The Washington Post
February 26, 1993
SARAJEVO, Feb. 25 – Today’s burial of Almedena Seta was like most others here, except that she was only 2 years old when she was killed by a Serb tank shell while napping, and so the coffin bearing her body was no bigger than a pillow.
Funerals in Sarajevo, aside from being immensely sad, are dangerous — because Serb riflemen in the hills have a clear view of the city, and they shoot at crowds of mourners.
“When a lot of people are gathered together, it makes the massacres bigger,” said Mohamed Seta, Almedena’s uncle.
The funeral took 19 minutes, about as quick as a Muslim service can be conducted and the cold earth shoveled into the grave. A light snow moistened the linen-draped coffin before grandfather Nazif Seta stepped into the grave and placed the infant’s body to rest at his feet.
Almedena’s father, Senadin, could not bring himself to do it. He had spent a few minutes stroking the sides of the tiny coffin. With each passing moment, his face became more contorted. He hunched over and kissed the coffin once, cried and then shuffled aside with the support of friends.
She was his only child.
The imam offered prayers and wished aloud that Senadin and his wife, who was wounded by the tank shell that hit their home, would be treated well by God since they had suffered so much.
Shoes crunched the snow, shovels grated into dirt, and grown men cried. “Let us pray that this is the last innocent victim of the war,” said grandfather Nazif, trembling. It is a phrase repeated often at this site.
A wooden marker was put into the ground, and the 30 or so mourners bent their heads as Senadin knelt and kissed it. He got up slowly, as though his bones ached. As the snow fell more insistently, he turned and walked away. The others followed, including three neighborhood children who had watched in silence.
There was no lingering. A few rifle shots had echoed in the background during the funeral. The Seta family was fortunate in one way this week — they were able to bury their daughter in a small, out-of-the-way cemetery that is not nearly as exposed to Serb snipers and mortarmen as the main Lion cemetery.

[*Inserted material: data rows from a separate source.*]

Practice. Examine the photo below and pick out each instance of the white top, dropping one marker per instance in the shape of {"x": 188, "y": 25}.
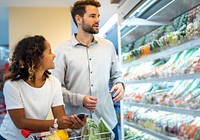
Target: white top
{"x": 37, "y": 103}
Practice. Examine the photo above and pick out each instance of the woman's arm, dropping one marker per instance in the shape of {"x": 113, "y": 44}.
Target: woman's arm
{"x": 21, "y": 122}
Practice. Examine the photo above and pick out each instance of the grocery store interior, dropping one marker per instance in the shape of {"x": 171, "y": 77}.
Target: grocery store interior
{"x": 158, "y": 47}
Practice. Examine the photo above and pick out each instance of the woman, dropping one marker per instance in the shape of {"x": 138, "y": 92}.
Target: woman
{"x": 30, "y": 92}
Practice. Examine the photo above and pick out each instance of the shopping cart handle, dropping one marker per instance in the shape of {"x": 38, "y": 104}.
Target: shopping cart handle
{"x": 25, "y": 132}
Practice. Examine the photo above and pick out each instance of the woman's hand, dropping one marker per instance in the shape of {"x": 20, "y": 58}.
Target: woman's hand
{"x": 64, "y": 122}
{"x": 77, "y": 122}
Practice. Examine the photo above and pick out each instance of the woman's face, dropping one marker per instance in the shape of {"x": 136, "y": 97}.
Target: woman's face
{"x": 48, "y": 58}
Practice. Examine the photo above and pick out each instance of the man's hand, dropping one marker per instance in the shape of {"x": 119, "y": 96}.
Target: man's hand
{"x": 119, "y": 92}
{"x": 77, "y": 122}
{"x": 90, "y": 102}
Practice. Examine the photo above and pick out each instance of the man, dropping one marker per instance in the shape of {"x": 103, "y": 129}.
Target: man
{"x": 86, "y": 64}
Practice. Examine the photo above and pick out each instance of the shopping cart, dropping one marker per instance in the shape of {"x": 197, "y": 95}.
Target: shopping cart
{"x": 99, "y": 136}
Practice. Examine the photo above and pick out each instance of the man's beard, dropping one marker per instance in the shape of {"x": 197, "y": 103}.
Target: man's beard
{"x": 89, "y": 29}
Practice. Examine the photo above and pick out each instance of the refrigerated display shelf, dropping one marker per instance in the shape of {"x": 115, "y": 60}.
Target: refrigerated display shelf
{"x": 178, "y": 110}
{"x": 148, "y": 131}
{"x": 166, "y": 79}
{"x": 165, "y": 53}
{"x": 1, "y": 94}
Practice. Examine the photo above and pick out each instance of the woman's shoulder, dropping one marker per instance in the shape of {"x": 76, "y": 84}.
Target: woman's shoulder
{"x": 53, "y": 79}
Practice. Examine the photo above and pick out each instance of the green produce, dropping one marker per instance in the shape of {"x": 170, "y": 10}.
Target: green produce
{"x": 94, "y": 131}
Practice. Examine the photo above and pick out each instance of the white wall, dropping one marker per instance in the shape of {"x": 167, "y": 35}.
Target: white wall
{"x": 54, "y": 23}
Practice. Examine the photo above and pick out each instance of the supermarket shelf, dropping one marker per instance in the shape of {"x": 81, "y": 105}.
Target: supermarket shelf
{"x": 165, "y": 53}
{"x": 179, "y": 110}
{"x": 167, "y": 13}
{"x": 155, "y": 134}
{"x": 1, "y": 94}
{"x": 166, "y": 79}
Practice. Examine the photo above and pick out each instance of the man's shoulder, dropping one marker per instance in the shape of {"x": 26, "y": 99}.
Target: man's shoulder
{"x": 102, "y": 40}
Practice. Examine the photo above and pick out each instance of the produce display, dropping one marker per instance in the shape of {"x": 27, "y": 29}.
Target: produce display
{"x": 96, "y": 131}
{"x": 175, "y": 125}
{"x": 163, "y": 91}
{"x": 165, "y": 67}
{"x": 134, "y": 134}
{"x": 186, "y": 27}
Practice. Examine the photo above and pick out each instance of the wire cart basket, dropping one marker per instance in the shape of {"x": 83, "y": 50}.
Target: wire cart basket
{"x": 99, "y": 136}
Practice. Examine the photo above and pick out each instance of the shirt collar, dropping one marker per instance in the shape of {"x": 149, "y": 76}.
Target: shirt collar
{"x": 75, "y": 42}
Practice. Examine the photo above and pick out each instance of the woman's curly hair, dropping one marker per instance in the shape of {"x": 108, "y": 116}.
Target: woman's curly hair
{"x": 25, "y": 60}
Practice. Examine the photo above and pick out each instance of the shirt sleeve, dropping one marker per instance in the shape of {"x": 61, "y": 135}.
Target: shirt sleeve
{"x": 58, "y": 98}
{"x": 115, "y": 71}
{"x": 59, "y": 72}
{"x": 12, "y": 96}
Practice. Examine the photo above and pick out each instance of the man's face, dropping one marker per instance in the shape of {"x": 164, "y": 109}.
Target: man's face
{"x": 90, "y": 22}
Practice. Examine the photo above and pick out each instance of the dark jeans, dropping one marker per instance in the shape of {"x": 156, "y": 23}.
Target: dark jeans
{"x": 1, "y": 138}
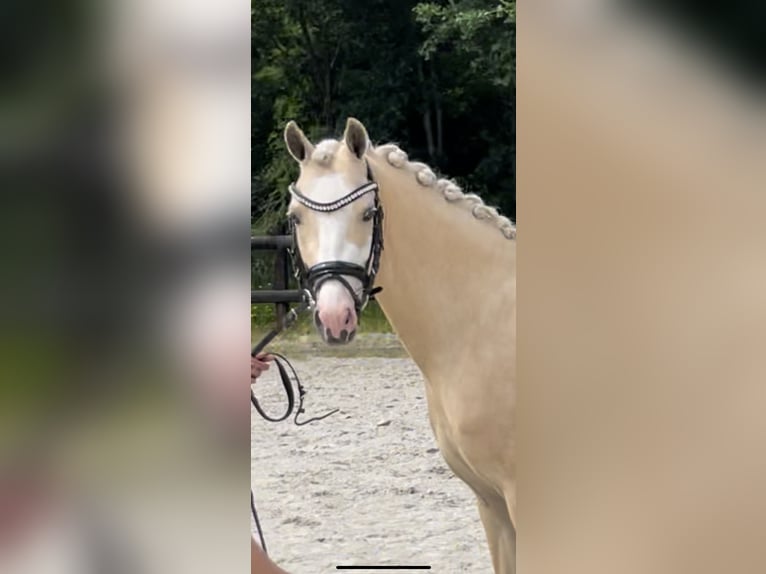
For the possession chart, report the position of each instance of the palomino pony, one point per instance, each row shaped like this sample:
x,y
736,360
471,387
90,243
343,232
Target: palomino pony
x,y
446,264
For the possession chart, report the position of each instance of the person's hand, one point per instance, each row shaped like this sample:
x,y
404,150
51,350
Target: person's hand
x,y
258,364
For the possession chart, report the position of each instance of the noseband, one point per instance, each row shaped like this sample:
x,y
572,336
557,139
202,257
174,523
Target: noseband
x,y
312,278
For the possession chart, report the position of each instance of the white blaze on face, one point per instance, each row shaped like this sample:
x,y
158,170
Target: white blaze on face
x,y
338,239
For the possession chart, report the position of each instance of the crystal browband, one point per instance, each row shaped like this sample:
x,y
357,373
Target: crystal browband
x,y
334,205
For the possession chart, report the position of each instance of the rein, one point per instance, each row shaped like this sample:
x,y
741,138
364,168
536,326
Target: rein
x,y
282,365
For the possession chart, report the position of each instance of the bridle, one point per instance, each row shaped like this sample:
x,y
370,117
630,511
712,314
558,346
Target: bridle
x,y
312,278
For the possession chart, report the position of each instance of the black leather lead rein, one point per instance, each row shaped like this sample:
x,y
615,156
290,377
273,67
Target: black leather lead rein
x,y
283,364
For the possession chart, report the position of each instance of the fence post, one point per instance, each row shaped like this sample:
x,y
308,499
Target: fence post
x,y
280,281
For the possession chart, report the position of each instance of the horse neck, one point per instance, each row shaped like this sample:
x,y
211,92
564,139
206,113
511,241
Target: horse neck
x,y
440,271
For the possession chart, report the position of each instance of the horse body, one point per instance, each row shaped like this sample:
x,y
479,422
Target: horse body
x,y
449,291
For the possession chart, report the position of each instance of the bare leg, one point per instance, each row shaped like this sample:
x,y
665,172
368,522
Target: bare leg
x,y
260,563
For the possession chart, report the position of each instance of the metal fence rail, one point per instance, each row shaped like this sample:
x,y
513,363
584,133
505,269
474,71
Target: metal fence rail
x,y
281,295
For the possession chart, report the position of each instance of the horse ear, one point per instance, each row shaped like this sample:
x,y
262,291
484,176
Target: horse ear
x,y
297,143
356,137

“As far as I’m concerned, that cemetery is like the front line,” said Osman, who hauls coffins to the cemeteries in a shrapnel-punctured van. He has lost track of the number of times that he has seen a funeral service attacked.
“Now I wait for people to take the coffins out of the van, and then I drive away quickly,” he said.
The purpose of the cemetery shootings seems to be to terrorize, perhaps to push Sarajevo’s largely Muslim population into capitulation, but today was a good day for a funeral because it was snowing. The Serb militiamen who have surrounded and shot the city to pieces for 10 months have difficulty seeing through it and usually don’t bother. If the day is sunny, funerals often are postponed.
Burials used to be held only in the morning, but now the services are staggered throughout the day. Similarly, funeral schedules used to be announced in advance in the Sarajevo newspaper Oslobodenje. But that practice has been halted.
Old cemeteries around town are safer because they are small, surrounded by buildings and have large old tombstones that can fend off bullets or shrapnel.
The Lion graveyard lies in an unprotected valley. Services there often are conducted in a protective shed; brave mourners then briskly take the coffin to the grave.
If a mortar shell falls nearby, mourners dive into vacant graves for cover. Should the coffin in question be still above ground, the grave prepared for it becomes a shelter as well.
“If it’s just sniping, they don’t jump into the graves,” said Hansi Krauss, a photographer with the Associated Press who has attended a dozen funerals in the last two months and has been shelled or sniped at during all but three. “They only jump into the graves when there is shelling.”
For Sarajevo, there is no such thing as resting in peace.